Açalya Klyak wrote in On Site 9: surface about the similarities between the construction of the Statue of Liberty and Frank Gehry's Experience Music Project [Rock and Liberty].  Both use sheet material to cover curved volumes: in Bartholdy's statue, copper was hammered into shape (repoussé), and in Gehry's project, sheet material is cut into shapes small enough that they can smooth over a curve, rather like fish scales. 

Klyak notices the historic relationship between drapery and wealth – there is an extravagance to drapery not found in other kinds of clothing.  Drapery, compared to tailoring, cannot be standardised, or even repeated.  It is fluid and slippery and depends on the structure beneath; it is not structure itself as is the tailored hunting jacket.  In her article Klyak felt Gehry's draped surface was entirely appropriate to the expense of the project, even calling it 'Versace for buildings'. 

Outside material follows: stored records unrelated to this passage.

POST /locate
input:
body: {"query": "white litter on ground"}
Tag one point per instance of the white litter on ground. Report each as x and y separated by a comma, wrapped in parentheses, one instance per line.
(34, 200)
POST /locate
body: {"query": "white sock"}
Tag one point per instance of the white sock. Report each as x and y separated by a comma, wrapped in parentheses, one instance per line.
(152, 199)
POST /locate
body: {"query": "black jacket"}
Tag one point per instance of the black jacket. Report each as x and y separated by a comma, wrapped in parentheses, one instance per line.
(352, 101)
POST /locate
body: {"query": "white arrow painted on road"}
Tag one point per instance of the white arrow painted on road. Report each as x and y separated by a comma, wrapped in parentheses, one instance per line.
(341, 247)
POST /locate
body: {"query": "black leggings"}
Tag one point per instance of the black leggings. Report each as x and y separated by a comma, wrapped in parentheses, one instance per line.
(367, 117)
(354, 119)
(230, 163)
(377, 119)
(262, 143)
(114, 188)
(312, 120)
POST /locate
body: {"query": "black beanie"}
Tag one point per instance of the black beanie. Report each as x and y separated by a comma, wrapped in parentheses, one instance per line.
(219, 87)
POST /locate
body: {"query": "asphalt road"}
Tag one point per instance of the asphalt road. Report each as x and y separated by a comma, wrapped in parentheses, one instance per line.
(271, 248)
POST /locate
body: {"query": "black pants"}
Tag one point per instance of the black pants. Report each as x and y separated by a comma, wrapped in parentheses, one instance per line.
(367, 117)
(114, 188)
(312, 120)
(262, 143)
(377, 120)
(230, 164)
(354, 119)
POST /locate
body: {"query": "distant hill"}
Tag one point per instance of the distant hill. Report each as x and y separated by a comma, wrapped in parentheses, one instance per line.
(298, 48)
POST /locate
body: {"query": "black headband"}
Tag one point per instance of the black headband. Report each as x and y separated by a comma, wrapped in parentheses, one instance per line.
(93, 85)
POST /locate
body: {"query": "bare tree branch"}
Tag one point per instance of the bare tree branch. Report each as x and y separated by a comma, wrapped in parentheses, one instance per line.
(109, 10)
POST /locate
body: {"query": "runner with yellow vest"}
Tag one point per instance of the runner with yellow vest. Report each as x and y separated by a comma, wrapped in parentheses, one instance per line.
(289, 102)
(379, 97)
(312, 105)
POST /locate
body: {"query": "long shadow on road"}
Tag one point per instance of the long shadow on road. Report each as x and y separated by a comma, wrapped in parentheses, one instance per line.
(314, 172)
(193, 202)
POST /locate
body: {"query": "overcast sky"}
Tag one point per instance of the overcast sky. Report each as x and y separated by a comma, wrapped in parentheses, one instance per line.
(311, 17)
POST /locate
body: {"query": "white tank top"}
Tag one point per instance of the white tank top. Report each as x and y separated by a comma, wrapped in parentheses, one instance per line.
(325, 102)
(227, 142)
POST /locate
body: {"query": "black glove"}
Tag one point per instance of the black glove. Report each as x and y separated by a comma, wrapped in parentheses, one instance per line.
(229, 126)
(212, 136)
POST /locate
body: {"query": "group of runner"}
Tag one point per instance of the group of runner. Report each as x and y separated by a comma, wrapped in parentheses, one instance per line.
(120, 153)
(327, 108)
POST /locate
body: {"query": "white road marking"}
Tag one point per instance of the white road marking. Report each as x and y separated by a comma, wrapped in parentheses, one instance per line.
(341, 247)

It is interesting that after the publication of Diderot's Encyclopédie which revealed to all hithertofore arcane and guarded methods of manufacture, and after the revolution, which the Encyclopédie had philosophically anticipated, complicated garments fell completely out of fashion, in favour of drapery.  It is the way of fashion, once anyone can have it, it is no longer very interesting.  It has taken twenty-five years for the odd angles and diverted planes of Gehry's early work to become de rigeur for almost all new not-very-expensive commerical buildings: the meaning and reference for shifting off axis, for bending skin away from structure has long been lost and we are faced with style. And thoroughy tiresome has it become. 

Anyway, back to the Encyclopédie and the French revolution, the Statue of Liberty as a gift from liberated France to liberated America, the liberation of skin from structure – Eiffel engineered the iron framework of the Statue of Liberty, le Corbusier's second point in Vers une architecture – the free façade.  There's a thread here.